Мы зашли внутрь дома. За столом сидел широкоплечий курносый мужлан в тельняшке и широких штанах и уплетал яичницу. Увидев нас и поняв, кто мы, он заметно напружинился.

– Представляешь, Яша, – обратилась к нему бабенка. – Кто-то донес, что я гоню самогон! Это, небось, Нюрка, соседка. Вот неймется, зловредной дуре!

Кряжистый мужик хмыкнул, но ничего не сказал, продолжая есть яичницу. Его зеленые небольшие глаза были настороже.

– Где служил? – спросил он у Скворцова.

– На Балтике.

– А я на Черном море… Не гоним мы, братишка, никакой самогон. Наговоры это.

– Посмотрим… Ты здесь ищи самогонный аппарат, я пройду по другим комнатам, – сказал мне Скворцов.

Поиск в доме ничего не дал. Заглянули мы и в чулан, а потом в кладовую. В последней, действительно, обнаружились мешки с крупами. Нашлись в ней столярные инструменты, заготовки из дерева, а на полу лежали стружки. Оказывается, Яков делал на дому довольно сносные табуретки и развозил их на своей подводе по заказчикам.

– Занимаюсь потихоньку, – объяснил он. – Все прибавок к бюджету. Времена, сами понимаете, тяжелые, ненадежные, а табуретки людям завсегда потребны.

Мы обшарили сараи, заглянули на чердак, спустились в погреб: часов с канделябрами нигде не было. Как, впрочем, и самогонного аппарата.

– Не может быть, – шепнул мне Скворцов. – Этот гад где-то прячет ценности. Надо искать!

Мы вернулись в дом и снова взялись за поиски, теперь с удвоенным рвением. Сознание того, что рядом с нами определенно находится убийца, придало нам дополнительные силы. И случилось то, что должно было случиться. Я протиснулся в платяной шкаф, надавил на заднюю, почему-то слишком тонкую стенку, она и подалась, оказалась фальшивой. Часы с канделябрами тускло блеснули в глубине шкафа! Рассмотрел их и Рундук. Он выхватил свой наган и крикнул:

– Руки в гору, Яша!

Пока я выбирался из шкафа, между двумя моряками-силачами завязалась схватка. Видно, убийца выбил оружие из рук Скворцова. В пылу борьбы они разломали стол, разнесли стулья, разбили настенное зеркало. То, перекатываясь по полу, то, вскакивая на ноги, били друг друга по лицу, по торсу и снова по лицу. Савелкина повизгивала, а я, вытащив наган, стал лихорадочно целить в Яшу. Но попробуй в этом клубке тел вычленить нужное! Пораскинув мозгами, счел нужным отказаться от стрельбы. Вместо этого, схватив наган за дуло, улучил момент и саданул кряжистого мужика по голове. Его повело в сторону от Рундука, он неуклюже взмахнул руками и мешком рухнул на пол.

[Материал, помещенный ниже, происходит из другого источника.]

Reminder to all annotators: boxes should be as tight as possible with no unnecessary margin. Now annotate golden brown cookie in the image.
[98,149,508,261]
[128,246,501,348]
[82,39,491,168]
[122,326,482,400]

Допрашивал подлеца в Угро Светловский. Фамилия его была Углов, родился и вырос он в деревне на востоке Петродарского уезда. После службы на Черноморском флоте приехал в город и завел шашни с вдовушкой Савелкиной.

Первый дворянин, которого он прикончил, был из Пензы, второй – из Кирсанова. Оба оказались здесь проездом. Придя на базар за покупками, столкнулись на свою беду с Савелкиной, которая, поговорив с ними и прознав, что они иногородние, пообещала хорошо сбавить цену. Ей оставалось только отводить их домой под молоток сожителя, что она с успехом и делала. Петровский был местный, но и ему не повезло: он жил в одиночестве, и Савелкина об этом знала.

Глава 16

Не успели мы разобраться с Угловым и Савелкиной и засадить их за решетку, как разнеслись новости об ограблении кассы Губкожзавода. Вот, черт! Снова в ружье! Мне в этот момент пришли на ум строчки из стиха Блока: «И вечный бой! Покой нам только снится».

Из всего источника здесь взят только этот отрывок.